Hong Kong’s working mothers are choosing to take advantage of flexible working and/or part time positions following their return from maternity leave, according to new research by Robert Half.
The research is based on a response from 100 HR directors in Hong Kong to a survey developed by Robert Half.
Three out of four (74%) of those polled said it was common for female employees to move into part-time and/or flexible working roles upon their return from maternity leave.
This trend was particularly pronounced at large firms, where 86% of HR directors said that employees would return into roles with more parent-friendly conditions.
“It is encouraging to see employers’ willingness to adopt flexible working schedules for their staff allowing more women to be a professional and a parent simultaneously," says Pallavi Anand, Director of Robert Half in Hong Kong. "The percentage of women who are returning to work in Hong Kong following maternity leave has traditionally been higher than other jurisdictions because of the availability of affordable healthcare in the region.”
The trend for flexible working conditions seems to be taking off in Hong Kong as it is globally because of the shift to try and encourage women into more senior positions and on executive boards whilst being able to maintain a healthy work/life balance.
In addition, half (50%) of the HR directors polled said their companies offered part time of job share opportunities for new mothers and a further 14% said they are planning to implement these initiatives in a bid to retain employees.
Similarly, nearly half (49%) said they offered flexible working conditions and 12% said they plan to add flexible working initiatives.
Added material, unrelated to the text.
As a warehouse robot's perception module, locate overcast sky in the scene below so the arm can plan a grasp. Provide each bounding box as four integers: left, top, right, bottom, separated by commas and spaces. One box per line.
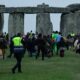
0, 0, 80, 33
“Companies are waking up to the fact that to retain skilled women in the workforce, they need to offer more than good compensation packages," adds Anand. "Flexible working and part time or job share opportunities are the tip of the iceberg – our survey also shows Hong Kong companies have or are planning to introduce: onsite childcare services, family health and dental plans, and telecommuting – to hold on to valuable female employees.”